Dominique no podía creer lo que estaba oyendo.

–Pero mamá me dijo que sí había ido al médico. Me dijo que no había nada que pudieran hacer, que era demasiado tarde para operar. Cuando le pregunté por qué no la llevabas al hospital de Hobart a ver a un especialista en cáncer para una segunda opinión, me dijo que habías dicho que no nos lo podíamos permitir.

–¡Eso no es verdad! La habría llevado enseguida. Y no nos habría costado nada puesto que yo no tenía trabajo. Pero ella no habría ido. Ni siquiera quería dejar el pueblo para que yo pudiera encontrar trabajo. Su miedo al exterior y a los médicos era más grande que su miedo a la muerte.

–¡Eso es una locura!

–Sí, lo sé. Lo fue. Y casi me volví loco yo viendo cómo se moría. Pero tú no sabes cómo era cuando no estabas presente, el modo en que me rogaba que me quedara y que no hiciera nada. Al final yo no puede hacer mucho, como sabes. Conseguí algunas pastillas de morfina que le proporcionaron alivio para el dolor. Después de que ella muriera y tú te marcharas me tomé el resto de las pastillas y casi fui yo el que se muere. Pero no fue así porque el doctor Wilson me salvó y me asignó una trabajadora social como se hace en los intentos de suicidio. Era muy chica muy amable y comprensiva. Se llamaba Karen y me ayudó a poner mi vida en orden. Me fui a Holt Mountain, fui a Alcohólicos Anónimos, conseguí un trabajo y, dos años después de la muerte de Tess, Karen y yo nos casamos.

Dominique no supo qué decir. A pesar de que la historia de su padre había resuelto muchas dudas, aún no podía dejar de lado el odio con el que había crecido casi toda su vida.

–Que bien –dijo.

Los ojos de su padre delataron tristeza y ella comenzó a odiarse a sí misma por ello.

–Lo siento, Jane. Siento haber decepcionado a tu madre. Pero sobre todo siento haberte decepcionado a ti. Lo he pasado muy mal estos últimos diez años pensando lo triste que estabas en el funeral y lo mucho que me odiabas. Ahora veo que pensabas que toda la culpa era mía, que podía haberla salvado si hubiese sido más fuerte y la hubiese llevado a Hobart para que viese al médico. Y tienes razón. Eso es exactamente lo que debería haber hecho. Pero no lo hice y no puedo volver atrás. Lo hecho, hecho está. Lo único que puedo hacer ya por ella es venir aquí y asegurarme de que su tumba está como a ella le hubiera gustado que estuviese.

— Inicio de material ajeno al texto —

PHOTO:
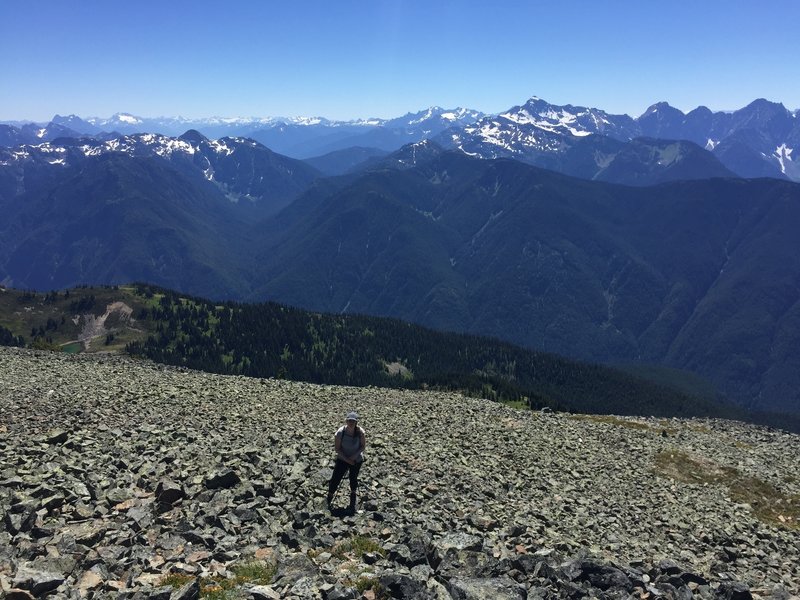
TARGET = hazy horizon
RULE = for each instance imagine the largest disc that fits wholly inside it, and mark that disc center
(352, 60)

Cuando se acercó un poco a ella, Dominique se juntó más a Charles para advertirle a su padre que mantuviese la distancia.

Su padre movió la cabeza en actitud de derrota.

–No puedes imaginarte la de veces que he deseado encontrarte aquí. Verte aquí hoy, ver que estás viva y… –se detuvo con la voz temblorosa. Apretó los puños–. Significa mucho para mí, Jane. He estado muy preocupado por ti, aunque me atrevería a decir que ni siquiera me crees. Sé que no fui muy buen padre. Pero, si puedes encontrar en tu corazón la capacidad para perdonarme, yo… –se detuvo de nuevo y miró al suelo–. Oh, Dios.

Cómo ella acabó de pronto en sus brazos fue un misterio y un milagro. Quizá Charles la había empujado hacia él o quizá había ido ella sola empujada por la necesidad de perdonar a su padre y así perdonarse a sí misma por todas las cosas que había hecho durante su vida y que tanto lamentaba.

–Está bien, papá –susurró ella abrazándolo con fuerza. Ambos tenían mucho de lo que arrepentirse–. Te perdono. Está bien. Todo está bien.

Charles los observó con lágrimas en los ojos. Pero sus lágrimas eran lágrimas de alivio, no de disgusto. Porque lo que decía Dominique era la verdad. Todo estaba bien. Para ella, para su padre y para él mismo.

Todo estaba maravillosa e increíblemente bien.